ダブルキャスト/2日公演

びわ湖ホールのドン・キホーテは、2日目のキャストが細かいところまで演出の設定をよくこなしていましたね。(その分、この演出プランの弱いところも見えた気がする。2日目を逃したのは、皆さんのお目当てだったのであろう若手演出家さんをどう評価するか、という点でも、肝心なことを見逃したことになるのかも。)

東京から日帰りで来て初日だけ見て帰った方々には、それ見たことか、と思うわけだが、ここは礼儀正しく「惜しいことをしましたね」とだけ言っておく。世の中はあなたたちの都合で動いているわけではない、ということを忘れると、ジャーナリズムは腐りますね。

世の中をあなたたちの都合にあわせて動かす、というのが無理であることもほぼ明らかになりつつあるわけですから、そろそろ目を覚まさないとね。

(大フィル500回定期も2日目のほうがいい出来でしたが、これは、あらかじめ関係者が打ち合わせて、NHKは2日目を収録したらしい。

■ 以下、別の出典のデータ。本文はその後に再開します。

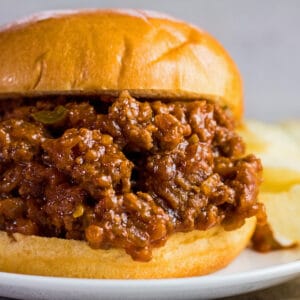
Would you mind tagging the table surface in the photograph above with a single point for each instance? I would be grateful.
(286, 291)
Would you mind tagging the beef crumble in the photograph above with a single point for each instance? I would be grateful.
(124, 174)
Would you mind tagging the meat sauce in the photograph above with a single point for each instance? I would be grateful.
(121, 172)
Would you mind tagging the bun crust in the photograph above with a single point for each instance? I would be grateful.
(105, 51)
(185, 254)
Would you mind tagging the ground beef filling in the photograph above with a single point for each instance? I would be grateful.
(121, 172)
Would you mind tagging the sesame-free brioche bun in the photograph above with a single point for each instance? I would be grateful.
(104, 51)
(185, 254)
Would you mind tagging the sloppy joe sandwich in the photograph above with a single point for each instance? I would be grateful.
(119, 154)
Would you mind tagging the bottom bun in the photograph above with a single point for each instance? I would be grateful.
(185, 254)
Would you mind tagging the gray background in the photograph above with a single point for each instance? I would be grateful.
(261, 36)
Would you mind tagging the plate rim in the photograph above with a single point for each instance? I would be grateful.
(276, 271)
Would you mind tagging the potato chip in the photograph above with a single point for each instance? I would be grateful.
(283, 210)
(279, 152)
(293, 128)
(278, 146)
(273, 144)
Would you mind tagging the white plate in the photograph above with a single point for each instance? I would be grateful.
(249, 272)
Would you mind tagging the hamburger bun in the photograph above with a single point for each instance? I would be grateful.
(185, 254)
(104, 52)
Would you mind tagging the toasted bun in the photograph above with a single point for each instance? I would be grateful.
(185, 254)
(105, 51)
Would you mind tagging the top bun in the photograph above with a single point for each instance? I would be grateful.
(105, 51)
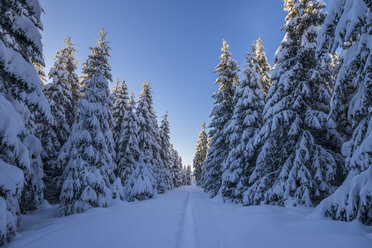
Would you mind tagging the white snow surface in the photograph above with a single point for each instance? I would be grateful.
(188, 218)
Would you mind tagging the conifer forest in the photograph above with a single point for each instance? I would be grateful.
(283, 160)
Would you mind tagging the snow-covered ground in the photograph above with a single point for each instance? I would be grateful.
(187, 218)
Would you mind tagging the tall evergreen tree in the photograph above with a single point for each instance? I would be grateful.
(242, 130)
(148, 137)
(21, 102)
(62, 94)
(176, 171)
(222, 111)
(265, 68)
(348, 26)
(128, 153)
(70, 64)
(164, 150)
(297, 164)
(200, 154)
(188, 175)
(87, 156)
(119, 110)
(99, 57)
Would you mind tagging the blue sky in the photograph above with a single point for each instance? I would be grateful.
(173, 44)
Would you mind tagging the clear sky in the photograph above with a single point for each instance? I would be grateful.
(174, 44)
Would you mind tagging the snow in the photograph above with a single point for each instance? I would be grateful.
(187, 218)
(11, 178)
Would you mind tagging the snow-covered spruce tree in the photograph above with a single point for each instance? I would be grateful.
(148, 140)
(176, 171)
(128, 153)
(348, 26)
(164, 133)
(188, 175)
(99, 57)
(86, 158)
(20, 48)
(20, 99)
(242, 130)
(222, 111)
(265, 68)
(41, 72)
(200, 154)
(298, 164)
(14, 158)
(71, 64)
(120, 107)
(62, 93)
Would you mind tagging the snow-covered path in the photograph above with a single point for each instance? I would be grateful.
(187, 218)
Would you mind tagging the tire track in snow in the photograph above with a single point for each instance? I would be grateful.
(187, 235)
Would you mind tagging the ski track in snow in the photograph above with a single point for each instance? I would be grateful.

雑な取材しかしない有象無象と丁寧に取材する人たちの「格差」が露わになりつつあるようです。)

しかし、少し前までは海外取材とか音盤レビューとかを主にやっていた人たちがにわかに「地方」へ繰り出す東京の音楽ジャーナリズムの人事異動は、いったい何が原因なのでしょう?

「地方」の日帰りだったら辛うじて足は出ない(海外取材より赤字が少ない)から、喜んでやらせてください、みたいなことになっているのだろうか。

江戸時代末期に上方の人形浄瑠璃が苦境に陥った時期に人形遣いや太夫が「地方」に拡散して、それで各地に人形芝居やからくり人形が伝わっている、という事情があるらしい。

それは、いかにもありそうな世の移ろいではあるけれど、東京で仕事にあぶれた人たちを、雑誌の編集部がみずから差配して「地方」に派遣する、というのは、何なんですかね。そんなものを押しつけられた「地方」も迷惑だろう。

既に経済の主流では死語になりつつあるゼロ年代の言い方をすれば、東京の音楽ジャーナリズムは、いま、「下流志向」だったりするのでしょうか? 書かれた内容のみならず、産業構造・不景気への陥り方までもが時代遅れであるとしたら、これは相当情けない。